A veces uno se cruza con personas a las que nunca escucha hablar. Yo, por ejemplo, me encuentro seguido con Rick, en el pasillo de la entrada de mi edificio. Así decidí llamar a ese hombre, en un impulso de asociar su cara con un nombre.
Ese sujeto, Rick, o Juan, Pedro, Carlos, llámese como se llame, es un hombre de barba desaliñada, que siempre lleva audífonos en las orejas, una gabardina oscura y botas negras.
Tengo entendido que vive con su madre y baja a fumar a la portería. Supongo que ella le tiene prohibido hacerlo en el apartamento.

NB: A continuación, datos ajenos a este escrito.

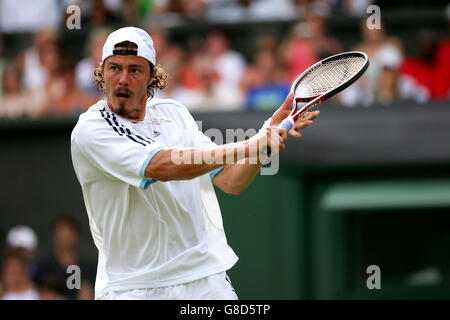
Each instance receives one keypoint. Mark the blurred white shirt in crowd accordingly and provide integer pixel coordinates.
(29, 15)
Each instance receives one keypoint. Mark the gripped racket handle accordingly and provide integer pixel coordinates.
(287, 124)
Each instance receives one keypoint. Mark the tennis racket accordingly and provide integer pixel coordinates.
(323, 80)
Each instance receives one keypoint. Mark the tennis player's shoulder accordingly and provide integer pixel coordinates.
(90, 119)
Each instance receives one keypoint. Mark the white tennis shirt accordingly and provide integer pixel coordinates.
(148, 233)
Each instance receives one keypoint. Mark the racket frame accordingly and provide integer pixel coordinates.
(315, 100)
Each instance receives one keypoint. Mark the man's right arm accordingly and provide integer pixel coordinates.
(185, 164)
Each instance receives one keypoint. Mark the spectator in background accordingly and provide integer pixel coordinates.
(211, 94)
(85, 68)
(308, 43)
(265, 81)
(380, 82)
(16, 279)
(53, 270)
(37, 61)
(64, 99)
(27, 16)
(228, 64)
(419, 72)
(14, 101)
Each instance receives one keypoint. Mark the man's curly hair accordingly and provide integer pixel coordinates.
(158, 73)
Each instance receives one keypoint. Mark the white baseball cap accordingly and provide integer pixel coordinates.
(138, 36)
(22, 236)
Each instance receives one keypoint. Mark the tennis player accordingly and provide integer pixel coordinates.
(156, 222)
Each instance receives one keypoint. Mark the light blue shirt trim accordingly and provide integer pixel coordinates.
(213, 173)
(145, 181)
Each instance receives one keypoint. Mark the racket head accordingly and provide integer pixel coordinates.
(330, 76)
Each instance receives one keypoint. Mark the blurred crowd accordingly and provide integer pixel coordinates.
(28, 274)
(208, 73)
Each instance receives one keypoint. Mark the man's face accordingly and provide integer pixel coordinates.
(126, 80)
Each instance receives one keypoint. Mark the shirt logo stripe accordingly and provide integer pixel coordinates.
(122, 131)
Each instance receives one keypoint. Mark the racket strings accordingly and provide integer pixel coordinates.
(328, 76)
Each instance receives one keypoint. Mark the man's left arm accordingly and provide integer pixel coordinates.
(235, 178)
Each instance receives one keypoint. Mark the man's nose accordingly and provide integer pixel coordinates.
(123, 81)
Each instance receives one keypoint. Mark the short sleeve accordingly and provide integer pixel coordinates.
(117, 151)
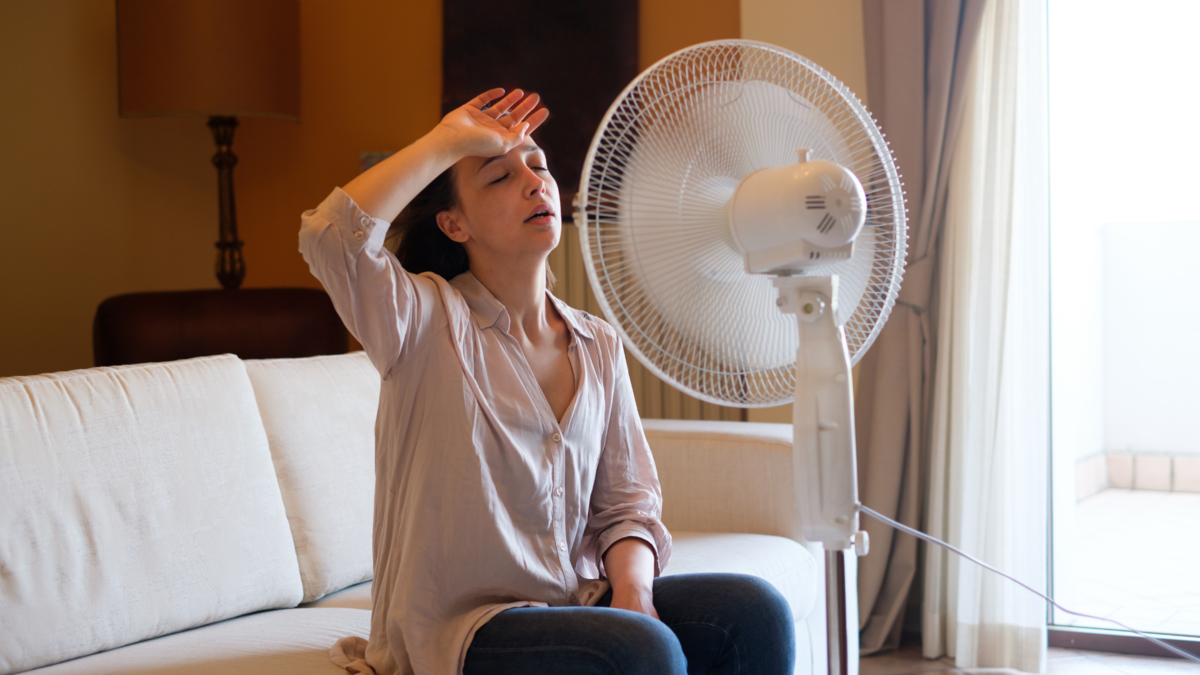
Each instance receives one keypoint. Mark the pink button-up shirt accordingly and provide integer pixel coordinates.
(484, 501)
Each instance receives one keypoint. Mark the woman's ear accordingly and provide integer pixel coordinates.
(449, 225)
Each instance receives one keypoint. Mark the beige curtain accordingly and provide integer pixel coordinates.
(917, 55)
(990, 434)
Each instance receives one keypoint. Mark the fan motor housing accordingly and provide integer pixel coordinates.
(795, 216)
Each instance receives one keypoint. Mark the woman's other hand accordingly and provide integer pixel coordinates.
(629, 565)
(471, 131)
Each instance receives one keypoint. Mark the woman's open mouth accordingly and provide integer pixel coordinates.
(541, 215)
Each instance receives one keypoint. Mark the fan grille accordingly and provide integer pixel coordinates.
(661, 167)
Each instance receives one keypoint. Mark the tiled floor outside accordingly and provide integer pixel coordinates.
(1139, 556)
(1137, 560)
(1061, 662)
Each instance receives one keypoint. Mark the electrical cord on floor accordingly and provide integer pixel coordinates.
(925, 537)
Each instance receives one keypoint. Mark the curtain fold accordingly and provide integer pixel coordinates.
(989, 457)
(917, 52)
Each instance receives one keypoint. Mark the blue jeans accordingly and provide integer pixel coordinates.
(715, 623)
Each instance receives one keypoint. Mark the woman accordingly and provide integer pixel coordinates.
(517, 508)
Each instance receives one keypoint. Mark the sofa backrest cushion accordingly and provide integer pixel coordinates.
(319, 416)
(725, 476)
(135, 501)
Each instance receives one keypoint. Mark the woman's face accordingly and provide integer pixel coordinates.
(508, 207)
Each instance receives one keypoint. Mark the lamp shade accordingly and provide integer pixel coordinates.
(222, 58)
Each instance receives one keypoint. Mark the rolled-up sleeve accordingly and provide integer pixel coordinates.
(627, 499)
(381, 304)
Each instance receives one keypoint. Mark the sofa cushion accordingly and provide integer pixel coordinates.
(725, 476)
(786, 565)
(287, 641)
(135, 502)
(319, 417)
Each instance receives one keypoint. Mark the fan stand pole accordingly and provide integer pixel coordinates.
(823, 455)
(838, 641)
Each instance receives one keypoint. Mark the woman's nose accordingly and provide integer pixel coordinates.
(535, 184)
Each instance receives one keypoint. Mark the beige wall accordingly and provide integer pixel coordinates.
(97, 205)
(828, 33)
(93, 204)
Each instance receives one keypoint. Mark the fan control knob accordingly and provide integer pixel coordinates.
(862, 543)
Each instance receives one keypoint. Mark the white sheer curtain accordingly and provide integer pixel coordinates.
(989, 437)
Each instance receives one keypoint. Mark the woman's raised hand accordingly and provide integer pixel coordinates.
(473, 131)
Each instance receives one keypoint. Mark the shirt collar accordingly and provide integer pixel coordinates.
(489, 311)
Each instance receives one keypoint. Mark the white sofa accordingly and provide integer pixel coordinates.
(214, 515)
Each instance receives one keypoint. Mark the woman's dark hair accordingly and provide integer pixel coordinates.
(415, 238)
(419, 243)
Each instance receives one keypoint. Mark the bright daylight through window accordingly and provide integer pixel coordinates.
(1125, 167)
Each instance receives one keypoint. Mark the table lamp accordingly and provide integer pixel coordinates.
(221, 59)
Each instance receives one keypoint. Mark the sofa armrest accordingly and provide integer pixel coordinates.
(725, 476)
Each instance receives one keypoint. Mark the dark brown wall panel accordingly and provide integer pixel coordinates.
(576, 55)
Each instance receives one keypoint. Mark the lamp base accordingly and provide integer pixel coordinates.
(231, 267)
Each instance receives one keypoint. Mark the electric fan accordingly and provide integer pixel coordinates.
(743, 228)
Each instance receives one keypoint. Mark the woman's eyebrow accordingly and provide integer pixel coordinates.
(526, 149)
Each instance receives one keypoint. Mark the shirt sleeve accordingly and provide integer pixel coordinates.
(627, 499)
(387, 309)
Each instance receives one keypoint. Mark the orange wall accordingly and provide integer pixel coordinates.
(372, 81)
(96, 205)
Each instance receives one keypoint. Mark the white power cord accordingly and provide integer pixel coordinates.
(925, 537)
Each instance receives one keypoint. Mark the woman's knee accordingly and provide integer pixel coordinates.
(642, 645)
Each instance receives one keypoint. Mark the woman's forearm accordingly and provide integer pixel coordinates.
(630, 563)
(387, 187)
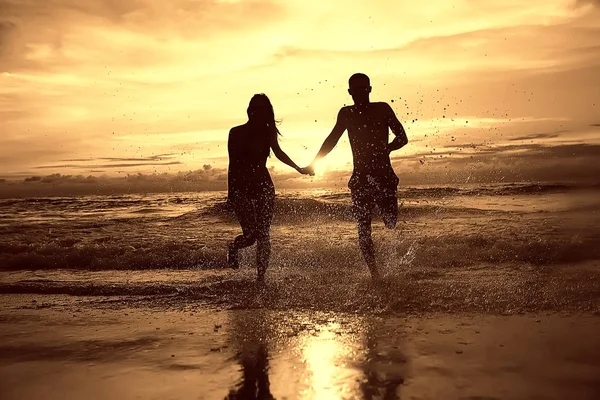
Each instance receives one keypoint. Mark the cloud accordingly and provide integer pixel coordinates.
(587, 2)
(123, 165)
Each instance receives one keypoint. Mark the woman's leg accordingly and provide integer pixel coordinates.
(245, 213)
(264, 215)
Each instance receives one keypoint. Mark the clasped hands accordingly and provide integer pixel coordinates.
(308, 170)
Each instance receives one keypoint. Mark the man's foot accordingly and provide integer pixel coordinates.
(375, 275)
(233, 257)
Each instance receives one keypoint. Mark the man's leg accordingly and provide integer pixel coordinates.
(387, 201)
(244, 210)
(362, 205)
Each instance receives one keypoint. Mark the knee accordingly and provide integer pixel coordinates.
(364, 229)
(391, 222)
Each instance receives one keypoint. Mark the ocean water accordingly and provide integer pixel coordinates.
(443, 226)
(498, 247)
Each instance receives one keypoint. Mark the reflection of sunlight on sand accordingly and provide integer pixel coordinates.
(327, 360)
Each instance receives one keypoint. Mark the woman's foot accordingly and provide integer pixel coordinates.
(233, 257)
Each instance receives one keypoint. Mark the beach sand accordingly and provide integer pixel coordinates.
(57, 346)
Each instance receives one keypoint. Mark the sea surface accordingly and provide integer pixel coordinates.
(172, 236)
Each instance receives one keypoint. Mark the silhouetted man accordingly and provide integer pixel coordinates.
(373, 180)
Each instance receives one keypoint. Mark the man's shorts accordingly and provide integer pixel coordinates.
(375, 192)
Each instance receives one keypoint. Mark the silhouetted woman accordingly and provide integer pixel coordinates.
(251, 191)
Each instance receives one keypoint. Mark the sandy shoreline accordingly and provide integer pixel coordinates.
(66, 347)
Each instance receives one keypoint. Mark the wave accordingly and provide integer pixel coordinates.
(439, 251)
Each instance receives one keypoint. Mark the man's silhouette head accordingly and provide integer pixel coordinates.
(359, 87)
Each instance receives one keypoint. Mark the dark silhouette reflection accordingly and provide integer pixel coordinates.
(250, 339)
(251, 193)
(384, 367)
(358, 357)
(373, 182)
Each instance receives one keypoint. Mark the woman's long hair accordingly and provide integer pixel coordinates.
(262, 116)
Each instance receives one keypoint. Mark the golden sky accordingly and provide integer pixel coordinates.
(125, 86)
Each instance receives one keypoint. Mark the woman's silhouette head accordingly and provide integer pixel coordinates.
(260, 110)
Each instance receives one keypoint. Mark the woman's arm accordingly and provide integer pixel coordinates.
(282, 156)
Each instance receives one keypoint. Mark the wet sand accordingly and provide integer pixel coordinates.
(65, 347)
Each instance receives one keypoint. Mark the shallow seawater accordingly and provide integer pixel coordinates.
(72, 351)
(456, 226)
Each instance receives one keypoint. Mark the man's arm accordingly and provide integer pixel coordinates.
(401, 139)
(332, 139)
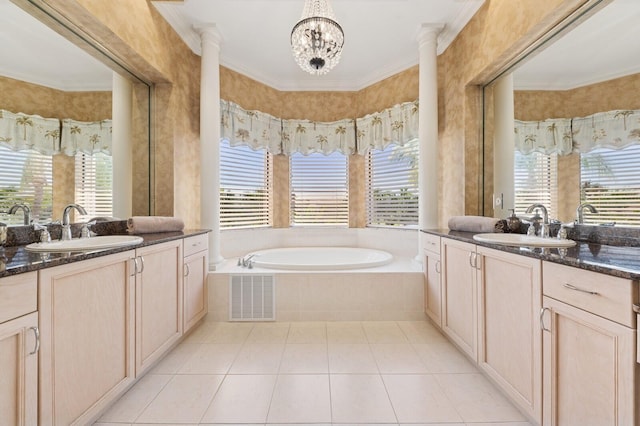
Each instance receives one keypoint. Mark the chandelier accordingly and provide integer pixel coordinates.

El otro día por fin escuché su voz, pero ya olvidé su timbre. Coincidimos ambos en la entrada del edificio, cuando Simón, el celador, no estaba ahí.
“Aghh este man nunca está en su puesto”, dijo Rick, pero no se dirigió a mí, sino más bien fue un pensamiento que se le escapó en voz alta.
Lo miré, pero no para darle la razón con un gesto cualquiera, sino solo para que supiera que sus palabras habían alcanzado un destinatario, si acaso eso era lo que quería. Además, no tenía forma de darle la razón, porque no visito con tanta frecuencia la portería, como para saber si su afirmación era cierta o no.
Luego de su frase reinó un silencio tenso. “¿Debo decir algo, complementar su frase de alguna manera?”, me pregunté, pero no se me ocurrió nada. Acto seguido me puse a tararear una canción mentalmente, hasta que el celador apareció caminando de afán y accionó el mecanismo que abre la puerta, desde un control remoto que lleva en uno de los bolsillos de su pantalón.
Rick haló la puerta fuerte, quizá con algo de rabia, pero se quedó quieto. Como no se movía, aproveche para colarme por ella y salir antes que él.
Luego vi como Rick, que ese día llevaba un pocillo negro en sus manos, se sentó en las escaleras que dan hacia la calle, sacó un paquete de cigarrillos de su gabardina y se puso uno en la boca. Luego, antes de prenderlo, se puso a mirar el celular, tal vez buscando el playlist “Canciones para fumarse un cigarrillo.”